# The landlady doesn't want me in the apartment



## Inga123 (Nov 17, 2014)

Hello Expats,

Long story short: decided to move to Germany to live with my boyfriend, got an offer from my employer to transfer myself to their German office, arrived, registered at my boyfriend's address, and got informed that the landlady doesn't want ME in the apartment. The space is big enough for two, we pay above average rent, don't cause any problems, and we are both normal, educated, well-paid professionals...but she doesn't want me in the apartment. Am I against any regulations if I am registered at this address? Do I have the right to use the postbox (now my name is getting removed by landlady and her relatives, and I can't receive important documents from employer and bank)? I don't understand the behavior but it's her property...I simply want to have normal 2-3 months here until we find another place to move to - does anyone know if I'm against any law if I use the address of the apartment for correspondence (at the end, it's really where I reside and where I registered), and insist to have my name on the postbox? 
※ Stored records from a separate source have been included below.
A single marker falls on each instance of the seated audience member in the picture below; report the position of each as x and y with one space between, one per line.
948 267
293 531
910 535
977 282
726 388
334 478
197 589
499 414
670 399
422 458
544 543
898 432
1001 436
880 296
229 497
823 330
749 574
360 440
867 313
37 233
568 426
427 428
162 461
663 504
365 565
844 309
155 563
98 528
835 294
Thanks in advance for any advice!


----------



## Nononymous (Jul 12, 2011)

Your boyfriend should look at the terms of the rental contract, and possibly join the local Mietverein if he needs assistance.

In the meantime, if they are peeling your name off the postbox, have all mail sent to you in this format:

Your Name
c/o Boyfriend's Last Name
Address

The landlady can't look inside the postbox and remove your mail.


----------



## ALKB (Jan 20, 2012)

Inga123 said:


> Hello Expats,
> 
> Long story short: decided to move to Germany to live with my boyfriend, got an offer from my employer to transfer myself to their German office, arrived, registered at my boyfriend's address, and got informed that the landlady doesn't want ME in the apartment. The space is big enough for two, we pay above average rent, don't cause any problems, and we are both normal, educated, well-paid professionals...but she doesn't want me in the apartment. Am I against any regulations if I am registered at this address? Do I have the right to use the postbox (now my name is getting removed by landlady and her relatives, and I can't receive important documents from employer and bank)? I don't understand the behavior but it's her property...I simply want to have normal 2-3 months here until we find another place to move to - does anyone know if I'm against any law if I use the address of the apartment for correspondence (at the end, it's really where I reside and where I registered), and insist to have my name on the postbox?
> 
> Thanks in advance for any advice!


Look at the rental contract. Usually it is stipulated that before an additional person moves in, the landlord's permission has to be obtained. Often, children, parents and spouses are exempt from this but unmarried partners are mostly not covered by this, though.

Very odd behaviour by that landlady, though.


----------



## beppi (Jun 10, 2013)

It does not need to be stated in the rental contract: It is by law that an additional person cannot move in without the landlord's consent. You having moved in without her agreeing to it (and obviously even refusing to move out when she asked you to) gives her reason for a termination without notice, which will get very messy (and costly) for you.
I recommend you find a mutually acceptable solution (i.e. offer a 30-50% higher rent for the three months until you move out), or stay elsewhere temporarily. Or marry: The landlady cannot do anything if direct family members move in!
For the mail issue, you can rent a post box at any major post office until you find a permanent place.


----------



## Inga123 (Nov 17, 2014)

Thanks all for your responses!


----------



## AlexDhabi (Aug 23, 2012)

Just thought I would add that this is not specifically a German issue. It is an issue in the UK too (where I am a landlord). All adult occupants need to be named on the rental contract.


----------